Não há estudos dos efeitos de Furosemida (substância ativa)
solução injetável administrado por vias não recomendadas. Portanto,
por segurança e para garantir a eficácia deste medicamento, a
administração deve ser somente pela via intravenosa ou
intramuscular.

Fonte: Bula do Profissional do Medicamento
Lasix®.

Precauções do Furosemida – Hipolabor

O fluxo urinário deve ser assegurado. Em pacientes com obstrução
parcial do fluxo urinário (por exemplo: em pacientes com alterações
de esvaziamento da bexiga, hiperplasia prostática ou estreitamento
da uretra), a produção aumentada de urina pode provocar ou agravar
a doença. Deste modo, estes pacientes necessitam de monitorização
cuidadosa, especialmente durante a fase inicial do tratamento.

O tratamento com Furosemida (substância ativa) necessita
de supervisão médica regular. O monitoramento cuidadoso é
particularmente necessário em pacientes com:

  • Hipotensão;
  • Indesejável diminuição pronunciada na pressão arterial
    constituir-se-ia em um risco especial (ex.: estenoses significantes
    de artérias coronárias ou de vasos cerebrais);
  • Diabetes mellitus latente ou manifesta;
  • Gota ou hiperuricemia assintomática (controle regular do ácido
    úrico);
  • Síndrome hepatorenal, isto é, comprometimento da função renal
    associado com doença hepática severa;
  • Hipoproteinemia, ex.: associada à síndrome nefrótica (o efeito
    da Furosemida (substância ativa) pode ser atenuado e sua
    ototoxicidade potencializada). É recomendada a titulação cuidadosa
    das doses da Furosemida (substância ativa).

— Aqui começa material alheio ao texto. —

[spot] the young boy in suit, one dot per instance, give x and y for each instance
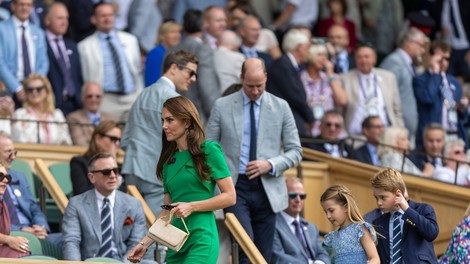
(407, 228)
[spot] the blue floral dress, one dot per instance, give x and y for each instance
(346, 245)
(458, 250)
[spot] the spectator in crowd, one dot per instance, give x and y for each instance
(169, 35)
(25, 214)
(38, 121)
(373, 130)
(206, 90)
(106, 137)
(141, 157)
(370, 91)
(458, 250)
(400, 62)
(256, 163)
(7, 108)
(19, 60)
(329, 140)
(103, 221)
(250, 30)
(82, 122)
(111, 58)
(393, 153)
(342, 58)
(432, 149)
(284, 79)
(10, 247)
(338, 10)
(215, 23)
(323, 89)
(438, 96)
(295, 239)
(64, 69)
(456, 169)
(227, 60)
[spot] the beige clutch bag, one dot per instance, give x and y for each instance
(164, 233)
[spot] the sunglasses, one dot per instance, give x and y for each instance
(112, 138)
(191, 72)
(107, 172)
(294, 195)
(3, 176)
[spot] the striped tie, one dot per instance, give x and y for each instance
(106, 230)
(12, 210)
(396, 245)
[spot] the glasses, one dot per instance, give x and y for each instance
(107, 172)
(35, 89)
(3, 176)
(295, 195)
(191, 72)
(112, 138)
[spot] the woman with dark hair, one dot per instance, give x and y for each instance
(190, 168)
(105, 138)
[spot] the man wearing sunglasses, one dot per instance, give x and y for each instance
(297, 241)
(103, 221)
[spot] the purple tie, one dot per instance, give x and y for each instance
(24, 48)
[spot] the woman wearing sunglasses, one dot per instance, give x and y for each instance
(39, 106)
(105, 138)
(190, 168)
(10, 247)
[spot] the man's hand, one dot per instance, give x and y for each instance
(256, 168)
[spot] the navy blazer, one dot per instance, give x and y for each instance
(429, 100)
(420, 229)
(56, 78)
(26, 201)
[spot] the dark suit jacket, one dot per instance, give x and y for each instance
(56, 76)
(419, 231)
(284, 81)
(429, 99)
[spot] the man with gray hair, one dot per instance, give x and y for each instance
(284, 78)
(400, 62)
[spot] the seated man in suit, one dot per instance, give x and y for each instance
(329, 141)
(102, 222)
(25, 214)
(373, 129)
(295, 239)
(82, 122)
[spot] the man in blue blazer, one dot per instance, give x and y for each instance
(12, 68)
(288, 248)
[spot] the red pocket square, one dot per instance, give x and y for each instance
(128, 221)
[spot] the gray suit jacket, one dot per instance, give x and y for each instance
(404, 75)
(278, 140)
(82, 230)
(388, 87)
(287, 247)
(205, 90)
(142, 137)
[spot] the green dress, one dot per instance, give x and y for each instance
(182, 182)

Durante tratamento com Furosemida (substância ativa) é
geralmente recomendada a monitorização regular dos níveis de sódio,
potássio e creatinina séricos; é necessária monitorização
particularmente cuidadosa em casos de pacientes com alto risco de
desenvolvimento de alterações eletrolíticas ou em caso de perda
adicional significativa de fluidos (por exemplo, devido a
vômitos, diarreia ou suor intenso). Hipovolemia ou desidratação,
bem como qualquer alteração eletrolítica ou ácido – base
significativas devem ser corrigidas. Isto pode requerer a
descontinuação temporária da Furosemida (substância ativa).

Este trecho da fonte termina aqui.